La più famosa delle storie di Daniele, Daniele nella fossa dei leoni, si colloca durante il regno di Dario di Media. Il narratore mostra che la grande autorità che Daniele aveva sotto i re babilonesi rimase tale anche sotto Dario. Allora, ormai ottantenne, Daniele era il più in vista dei tre presidenti che dirigevano 120 satrapi, o governatori che reggevano l'impero in nome del re; ma Dario progettò di «metterlo a capo di tutto il suo regno» (Dn 6,3). L'importanza acquisita da quell'ebreo a corte lo rese oggetto di invidia; i suoi avversar! fecero in modo che Dario emettesse un decreto autocelebrativo in base al quale nessuno, nei 30 giorni successivi, avrebbe potuto rivolgere suppliche a qualsivoglia divinità o essere umano all'infuori del re stesso, pena l'esser gettato nella fossa dei leoni. Una volta firmato, il decreto, secondo le leggi dei Medi e dei Persiani, non poteva più essere cambiato nemmeno dal re.

Come lo era stato in gioventù, anche da adulto Daniele era irreprensibile nell'osservare la «legge del suo Dio» (Dn 6,5). A dispetto del regio decreto, continuava a pregare tre volte al giorno presso una finestra aperta rivolta verso Gerusalemme. Immediatamente i suoi rivali lo accusarono davanti al re, che fu parecchio addolorato per quel complotto. Ma, in forza di una legge che non poteva cambiare, dovette gettare Daniele ai leoni. Darlo trascorse la notte digiuno e insonne, pieno d'amarezza per il suo primo ministro e, sul far del giorno, tornò angustiato alla fossa dei leoni.

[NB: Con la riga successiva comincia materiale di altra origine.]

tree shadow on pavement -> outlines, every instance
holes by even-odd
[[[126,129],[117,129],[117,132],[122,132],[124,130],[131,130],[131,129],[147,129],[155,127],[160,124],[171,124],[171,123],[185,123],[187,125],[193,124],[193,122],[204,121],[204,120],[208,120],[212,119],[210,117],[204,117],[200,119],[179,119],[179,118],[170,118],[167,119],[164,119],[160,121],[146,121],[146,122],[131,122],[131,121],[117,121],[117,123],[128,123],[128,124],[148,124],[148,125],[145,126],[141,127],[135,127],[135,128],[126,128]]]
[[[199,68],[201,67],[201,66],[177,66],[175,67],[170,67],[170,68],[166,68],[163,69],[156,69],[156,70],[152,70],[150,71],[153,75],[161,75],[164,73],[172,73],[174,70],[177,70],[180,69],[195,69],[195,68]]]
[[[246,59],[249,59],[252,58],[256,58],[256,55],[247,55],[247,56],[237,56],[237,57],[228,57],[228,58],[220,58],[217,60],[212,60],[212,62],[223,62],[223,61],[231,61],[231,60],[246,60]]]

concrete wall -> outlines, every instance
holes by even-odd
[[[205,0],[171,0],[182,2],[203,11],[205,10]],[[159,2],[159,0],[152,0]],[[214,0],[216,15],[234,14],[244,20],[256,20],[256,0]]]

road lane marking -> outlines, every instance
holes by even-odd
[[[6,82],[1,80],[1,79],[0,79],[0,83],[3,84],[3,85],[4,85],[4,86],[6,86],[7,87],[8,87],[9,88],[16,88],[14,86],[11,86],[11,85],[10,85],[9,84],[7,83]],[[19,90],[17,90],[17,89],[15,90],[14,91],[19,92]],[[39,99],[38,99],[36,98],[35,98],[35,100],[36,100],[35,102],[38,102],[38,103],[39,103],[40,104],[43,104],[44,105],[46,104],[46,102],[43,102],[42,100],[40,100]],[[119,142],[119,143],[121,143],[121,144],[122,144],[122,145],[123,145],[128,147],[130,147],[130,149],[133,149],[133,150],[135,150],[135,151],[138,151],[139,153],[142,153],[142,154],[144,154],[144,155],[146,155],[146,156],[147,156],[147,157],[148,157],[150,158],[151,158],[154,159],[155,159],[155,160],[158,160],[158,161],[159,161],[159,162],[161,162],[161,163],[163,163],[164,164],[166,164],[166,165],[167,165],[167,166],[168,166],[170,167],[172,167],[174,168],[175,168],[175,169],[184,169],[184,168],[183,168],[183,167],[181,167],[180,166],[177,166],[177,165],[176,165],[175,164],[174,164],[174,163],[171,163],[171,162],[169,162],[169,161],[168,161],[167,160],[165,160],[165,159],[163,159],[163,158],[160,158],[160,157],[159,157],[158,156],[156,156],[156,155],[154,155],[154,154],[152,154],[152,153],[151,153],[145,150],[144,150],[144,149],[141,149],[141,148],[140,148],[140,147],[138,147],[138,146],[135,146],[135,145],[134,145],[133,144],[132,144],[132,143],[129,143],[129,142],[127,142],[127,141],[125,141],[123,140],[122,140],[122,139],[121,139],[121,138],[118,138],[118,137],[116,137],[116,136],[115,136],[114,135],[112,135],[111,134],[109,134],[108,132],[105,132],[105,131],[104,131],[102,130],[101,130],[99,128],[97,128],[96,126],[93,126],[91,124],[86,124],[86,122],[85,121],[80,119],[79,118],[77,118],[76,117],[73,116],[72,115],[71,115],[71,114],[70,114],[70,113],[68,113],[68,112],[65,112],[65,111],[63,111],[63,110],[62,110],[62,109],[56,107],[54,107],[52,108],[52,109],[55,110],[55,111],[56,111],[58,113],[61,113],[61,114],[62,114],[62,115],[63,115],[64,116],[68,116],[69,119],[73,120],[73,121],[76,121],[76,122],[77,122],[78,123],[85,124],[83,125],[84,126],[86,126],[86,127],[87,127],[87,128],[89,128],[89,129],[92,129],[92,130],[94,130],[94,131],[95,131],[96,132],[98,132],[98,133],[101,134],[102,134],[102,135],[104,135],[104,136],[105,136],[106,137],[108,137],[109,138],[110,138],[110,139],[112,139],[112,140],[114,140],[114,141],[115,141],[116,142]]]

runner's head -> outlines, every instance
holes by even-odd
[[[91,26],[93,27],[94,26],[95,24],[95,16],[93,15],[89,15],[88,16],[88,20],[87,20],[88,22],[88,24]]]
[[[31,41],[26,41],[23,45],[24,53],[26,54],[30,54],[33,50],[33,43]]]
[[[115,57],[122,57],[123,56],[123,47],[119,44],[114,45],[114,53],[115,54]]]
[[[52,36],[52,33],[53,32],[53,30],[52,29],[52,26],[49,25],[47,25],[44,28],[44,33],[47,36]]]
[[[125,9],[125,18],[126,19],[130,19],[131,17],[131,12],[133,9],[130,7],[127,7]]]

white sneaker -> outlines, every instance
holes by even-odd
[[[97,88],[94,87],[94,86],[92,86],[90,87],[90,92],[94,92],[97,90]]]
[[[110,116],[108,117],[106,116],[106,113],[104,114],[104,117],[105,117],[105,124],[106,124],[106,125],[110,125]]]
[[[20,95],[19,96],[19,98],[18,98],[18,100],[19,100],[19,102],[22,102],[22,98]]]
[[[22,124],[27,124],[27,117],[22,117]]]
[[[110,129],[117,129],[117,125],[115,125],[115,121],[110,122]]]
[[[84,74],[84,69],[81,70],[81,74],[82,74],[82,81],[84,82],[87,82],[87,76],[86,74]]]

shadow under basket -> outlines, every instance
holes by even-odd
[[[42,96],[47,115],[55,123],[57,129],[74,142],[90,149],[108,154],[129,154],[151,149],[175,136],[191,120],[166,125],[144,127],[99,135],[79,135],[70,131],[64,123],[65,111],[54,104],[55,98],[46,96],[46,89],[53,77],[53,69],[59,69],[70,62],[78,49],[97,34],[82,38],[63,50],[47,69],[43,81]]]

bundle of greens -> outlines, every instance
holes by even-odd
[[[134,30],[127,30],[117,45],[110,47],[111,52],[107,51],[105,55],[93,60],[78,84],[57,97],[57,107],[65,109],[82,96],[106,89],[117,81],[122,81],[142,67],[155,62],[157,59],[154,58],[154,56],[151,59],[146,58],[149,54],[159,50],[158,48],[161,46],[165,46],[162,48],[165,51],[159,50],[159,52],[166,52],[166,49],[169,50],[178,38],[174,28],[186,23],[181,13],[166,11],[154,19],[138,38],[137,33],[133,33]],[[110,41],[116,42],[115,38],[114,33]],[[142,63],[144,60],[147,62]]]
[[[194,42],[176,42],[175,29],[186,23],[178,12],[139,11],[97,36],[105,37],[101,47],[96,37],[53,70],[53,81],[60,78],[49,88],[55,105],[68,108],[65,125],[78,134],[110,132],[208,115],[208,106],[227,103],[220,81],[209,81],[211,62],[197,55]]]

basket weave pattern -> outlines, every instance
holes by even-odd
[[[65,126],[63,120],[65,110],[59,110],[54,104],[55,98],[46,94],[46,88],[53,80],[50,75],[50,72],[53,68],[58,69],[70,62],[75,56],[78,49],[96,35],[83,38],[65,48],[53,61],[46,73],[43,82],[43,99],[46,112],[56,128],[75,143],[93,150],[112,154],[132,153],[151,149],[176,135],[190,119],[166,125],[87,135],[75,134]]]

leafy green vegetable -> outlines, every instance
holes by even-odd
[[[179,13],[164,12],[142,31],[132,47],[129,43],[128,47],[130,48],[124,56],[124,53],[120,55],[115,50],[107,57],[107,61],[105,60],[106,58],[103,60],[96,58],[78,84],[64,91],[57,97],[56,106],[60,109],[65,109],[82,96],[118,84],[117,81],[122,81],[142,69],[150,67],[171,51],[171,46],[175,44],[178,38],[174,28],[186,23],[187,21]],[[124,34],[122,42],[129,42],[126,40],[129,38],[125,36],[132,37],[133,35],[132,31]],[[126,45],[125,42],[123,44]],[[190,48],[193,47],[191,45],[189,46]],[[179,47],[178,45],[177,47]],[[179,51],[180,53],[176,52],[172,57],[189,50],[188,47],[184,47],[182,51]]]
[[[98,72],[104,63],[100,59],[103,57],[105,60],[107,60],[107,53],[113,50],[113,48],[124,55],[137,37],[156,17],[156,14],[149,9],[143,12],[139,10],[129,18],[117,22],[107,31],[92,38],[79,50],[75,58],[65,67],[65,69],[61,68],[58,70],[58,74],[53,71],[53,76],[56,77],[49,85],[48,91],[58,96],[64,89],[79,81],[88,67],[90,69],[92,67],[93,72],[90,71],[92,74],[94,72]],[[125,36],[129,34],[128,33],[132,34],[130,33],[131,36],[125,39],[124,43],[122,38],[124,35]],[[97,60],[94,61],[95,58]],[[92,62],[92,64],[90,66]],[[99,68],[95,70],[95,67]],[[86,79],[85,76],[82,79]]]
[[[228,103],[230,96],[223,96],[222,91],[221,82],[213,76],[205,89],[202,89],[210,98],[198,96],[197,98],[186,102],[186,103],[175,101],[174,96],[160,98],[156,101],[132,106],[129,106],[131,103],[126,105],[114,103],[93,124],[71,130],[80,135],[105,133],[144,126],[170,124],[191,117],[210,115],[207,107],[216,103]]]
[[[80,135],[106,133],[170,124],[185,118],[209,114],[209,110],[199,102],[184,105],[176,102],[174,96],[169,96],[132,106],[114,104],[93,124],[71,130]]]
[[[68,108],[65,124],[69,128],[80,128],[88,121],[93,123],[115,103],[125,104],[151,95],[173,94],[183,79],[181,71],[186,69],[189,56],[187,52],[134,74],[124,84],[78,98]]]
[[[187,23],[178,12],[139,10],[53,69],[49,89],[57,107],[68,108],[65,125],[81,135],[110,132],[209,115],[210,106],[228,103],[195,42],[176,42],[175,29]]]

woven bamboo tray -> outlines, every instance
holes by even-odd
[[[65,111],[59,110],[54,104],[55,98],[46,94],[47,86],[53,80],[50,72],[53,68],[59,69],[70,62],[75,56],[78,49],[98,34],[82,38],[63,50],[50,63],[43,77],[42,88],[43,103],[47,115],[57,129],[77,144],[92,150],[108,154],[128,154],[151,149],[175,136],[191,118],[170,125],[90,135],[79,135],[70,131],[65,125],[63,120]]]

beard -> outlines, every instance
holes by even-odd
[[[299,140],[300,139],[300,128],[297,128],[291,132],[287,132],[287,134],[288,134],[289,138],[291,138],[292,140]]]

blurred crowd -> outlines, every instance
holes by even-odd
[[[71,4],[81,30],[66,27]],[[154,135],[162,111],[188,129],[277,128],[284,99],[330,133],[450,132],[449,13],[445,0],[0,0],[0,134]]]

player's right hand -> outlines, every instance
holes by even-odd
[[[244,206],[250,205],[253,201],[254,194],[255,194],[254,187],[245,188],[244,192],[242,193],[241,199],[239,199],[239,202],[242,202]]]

Daniele era vivo e con perfetta calma disse al sovrano: «Il mio Dio ha mandato il suo angelo che ha chiuso le fauci dei leoni» (Dn 6,23). L'ira di Dario si rivolse allora contro i rivali di Daniele, che a loro volta furono gettati ai leoni e uccisi all'istante. Il re scrisse poi una lettera universale, comandando a tutti: «Si tema il Dio di Daniele, perché egli è il Dio vivente, che dura in eterno» (Dn 6,27).

Durante gli ultimi anni di vita, Daniele ebbe sogni e visioni che rivelarono il corso del futuro con vivide immagini. Le visioni riguardavano l'epoca della persecuzione dei Giudei sotto Antioco IV Epifane, re di Siria tra il 167 e il 164 a.C. La particolare attenzione dedicata a tale periodo è probabilmente dovuta al fatto che proprio in quegli anni le numerose tradizioni relative alla vita di Daniele vennero redatte in forma definitiva nel libro di Daniele.